Celebrity advice (was: Advice to a Junior in High School?)

Alex Martelli aleax at aleax.it
Thu Aug 28 08:41:19 EDT 2003


Colin J. Williams wrote:
   ...
>> " Every political choice ultimately reduces to a choice about when and
>> how to use lethal force, because the threat of lethal force is what
>> makes politics and law more than a game out of which anyone could opt
>> at any time."
   ...
> We seem to be straying from Python and/or advice to a your person, but
> the third paragraph is clearly nonsense.

Not necessarily.  I suggest going to essayists on a similar theme that
are of a lesser "polemist" inclination and more of a "deep thinker" one,
such as Economics Nobel prize-winner Friedrich von Hayek: I think he
makes one of the best presentations of the classic theme of government
being about instituting a commonly agreed "monopoly of violence" and all
that follows from it.  Hobbes was the first (IMHO) to state this out
clearly in modern times (although for contemporary readers this more
general theme may be made harder to see by Hobbes' defence of the
specific political form "Absolutism" as THE way to achieve this), and
you can also find some tangential treatments in (e.g.) Betham and
John Stuart Mills (as well as in thinkers of a completely different
stripe such as Friedrich Engels and Mao Tse Tung), but I think Hayek
has the most lucid, "neutral" presentation.

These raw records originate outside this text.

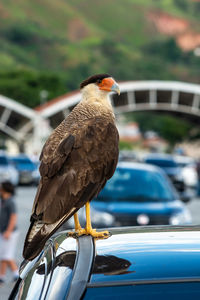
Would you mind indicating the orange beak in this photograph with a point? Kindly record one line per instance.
(110, 85)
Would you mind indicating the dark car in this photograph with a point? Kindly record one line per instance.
(26, 168)
(168, 163)
(141, 194)
(133, 263)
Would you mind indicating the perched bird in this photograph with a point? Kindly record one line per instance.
(76, 161)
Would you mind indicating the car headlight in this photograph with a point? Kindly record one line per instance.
(181, 218)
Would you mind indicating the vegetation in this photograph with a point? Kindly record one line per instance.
(52, 45)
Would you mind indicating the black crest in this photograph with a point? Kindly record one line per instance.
(93, 79)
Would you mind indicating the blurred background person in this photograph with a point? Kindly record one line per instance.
(8, 231)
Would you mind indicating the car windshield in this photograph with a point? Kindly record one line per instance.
(163, 163)
(3, 161)
(22, 161)
(137, 185)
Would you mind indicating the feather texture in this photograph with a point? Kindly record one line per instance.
(76, 161)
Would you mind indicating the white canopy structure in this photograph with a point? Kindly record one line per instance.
(33, 126)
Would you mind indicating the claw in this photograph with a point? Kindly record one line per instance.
(92, 232)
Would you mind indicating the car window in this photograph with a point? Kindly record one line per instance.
(172, 291)
(163, 163)
(3, 161)
(137, 185)
(24, 161)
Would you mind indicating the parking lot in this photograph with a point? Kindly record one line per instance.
(24, 200)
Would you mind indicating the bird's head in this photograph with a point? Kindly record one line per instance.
(103, 82)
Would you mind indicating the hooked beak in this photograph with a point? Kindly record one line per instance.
(110, 85)
(115, 88)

Of course making this argument about POLITICS rather than about
GOVERNMENT does require restricting the meaning of "politics" quite
specifically (and etymologically) -- "office politics" isn't about
government, nor is (e.g.) the kind of organizational politics that
may take you to the top of volunteer organizations such as a
charity or a bocce club.  But if by politics we mean, strictly,
politics connected with determining government and laws, then the
point is well made, if deep.

To see it clearly you have to reason about, what does it mean that
something is LAW rather than just a convention, common sense, or
good manners.  The difference is that, if it's law, then, ultimately,
breaking it carries an implicit threat of potentilaly lethal force 
(in most cases through stages, e.g. you could first be fined, then
if you refuse to pay your fines they could try to take away your
possessions such as a car, if you defend your car they'll try to
stick you in jail, if you resist arrest effectively enough you may
end up being shot in the resulting firefight).

For example, consider the following issue:

> To give an example.  In Canada, over the next year or more, the Members
> of Parliament and the Senators will have to make a choice as to whether
> gay marriage is to continue in this country.  No threat of force exists.
> A decision will be made and the populace will accept it as being more or
> less democratic.

What does it mean for the government to say that the union of two men
can (or cannot) legally be "marriage" rather than "just a de facto
union"?  It means such a union confers rights and therefore obligations
on various parties and that the government implicitly threatens all of
its usual levels of reprisal (ultimately backed by its hoped-for
monopoly in organized use of lethal force) against violators of the law.

Say that A and B are [a] married or [b] just de facto "together".  A
lies dying in a hospital and B wants to visit A on hir deathbed.  In
case [a] the government forces the hospital to admit B; in case [b]
there is no such obligation and most hospitals will in fact not admit
visitors that are unrelated to the patient into some sections in which
close relatives (including spouses) WOULD be admitted (wiht all due
precautions, of course).  So, in case [a] (legal marriage), B can get
a court order if the hospital staff blocks B's entry, and if the hospital
does not respect the court order in the end police will enforce it...
all the way to threat or even use of legal force if necessary.

If a law is not mere words, with no pragmatical side to them, it must
eventually rest on that same implied promise (to the holders of rights
conferred by the law) and threat (to the holders of obligations imposed
by the law, were they to persistently flout and resist the obligations).

Of course, if Hayek is correct, then saying that we do NOT want the
government to have the monopoly of lethal force is exactly equivalent
to saying we do not want effective government (Hobbes would surely
argue that way) -- we prefer deliberately-hobbled government to
government that is maximally effective.  In this day and age it's hard
to make a case for deliberately inefficient arrangements, although it
IS possible to do so (e.g., the mandatory trailing ':' in the head
clauses of several Python statements;-).  People who don't want ID
cards to exist, don't want government DB's to be cross-linked, etc,
plead much the same case -- they prefer inefficient government (whose
inefficiencies may help terrorists and other criminals) to efficient
government (whose efficiency might allow more effective oppression).